6. In the present invention, to the plastic materials making up the dust collection boards the magnetic materials can also be added, which may create a magnetic field on the upper and lower surfaces of the dust collection boards through external magnetization. Under the action of the magnetic field, the charged particles deflect to right and left from their course due to Lorentz force, and are then captured onto the surfaces of the right and left inner walls of the holes. In this way, the present invention uses both electric field deflection and magnetic field deflection techniques, increasing particle capturing efficiency, making full use of all surfaces of hole walls, and also improve dust containing capacity.
In addition, to further enhance the dust collection effect, the present invention presents solutions to the problems that the general plastic materials have poorer electret performance and that the storage time of the electret charges is shorter, and it also discloses an electret processing technique. The electret processing technique means that the materials used for the dust collection boards are directly charged by electret during their injection molding, and the filter is charged as a whole, to further enhance the electret performance. Said electret processing technique combines electret charging and magnetization techniques for the dust collection boards, so as to maximize charge capturing efficiency, obtain high-voltage and long-duration electret material, and also create a magnetic field of even distribution. And the present invention also discloses an entire electret processing method for the integrated-structure electrostatic dust collection device, to endow the device with better performance.
To realize a stronger electric field and safer use, the present invention designs an enclosed conductive film of 3-layer structure. The film structure designed by the present invention provides adequate insulation and protection for the conductive film, frees the conductive film from the insulation problem arising during its use or caused by entry of water during its cleaning, and also protects the conductive film from change in resistance value and break due to ageing during its service.

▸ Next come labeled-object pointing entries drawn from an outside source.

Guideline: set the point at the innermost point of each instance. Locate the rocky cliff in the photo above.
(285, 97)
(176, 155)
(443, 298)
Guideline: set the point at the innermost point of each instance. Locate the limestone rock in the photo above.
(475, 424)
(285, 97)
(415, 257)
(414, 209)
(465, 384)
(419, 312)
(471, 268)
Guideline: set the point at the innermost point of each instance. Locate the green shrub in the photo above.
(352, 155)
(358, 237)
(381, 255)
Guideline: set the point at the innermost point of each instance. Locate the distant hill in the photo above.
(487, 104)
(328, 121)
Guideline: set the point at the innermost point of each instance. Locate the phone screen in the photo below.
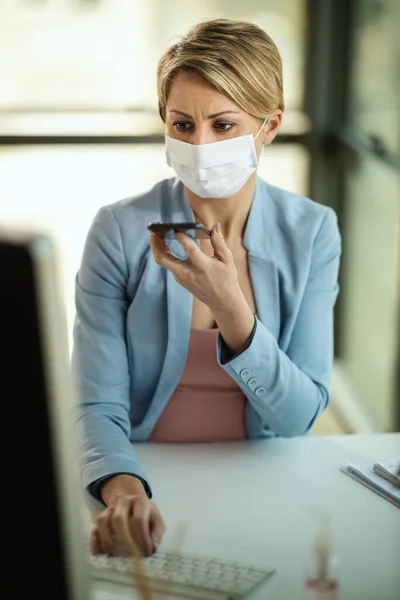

The present invention designs an integrated structure. The electrodes of high and low potentials, after gathered, are connected to the high-voltage power supply installed at any side other than inlet or outlet side, and then the plastic or metallic outer frame are used to form an integrated-structure electrostatic dust collection device through sealing and packaging. On the outer frame a contact or socket for supplying power to the transformer is installed, and in this way, an integrated-structure electrostatic dust collection device (Uni-ESP) is formed.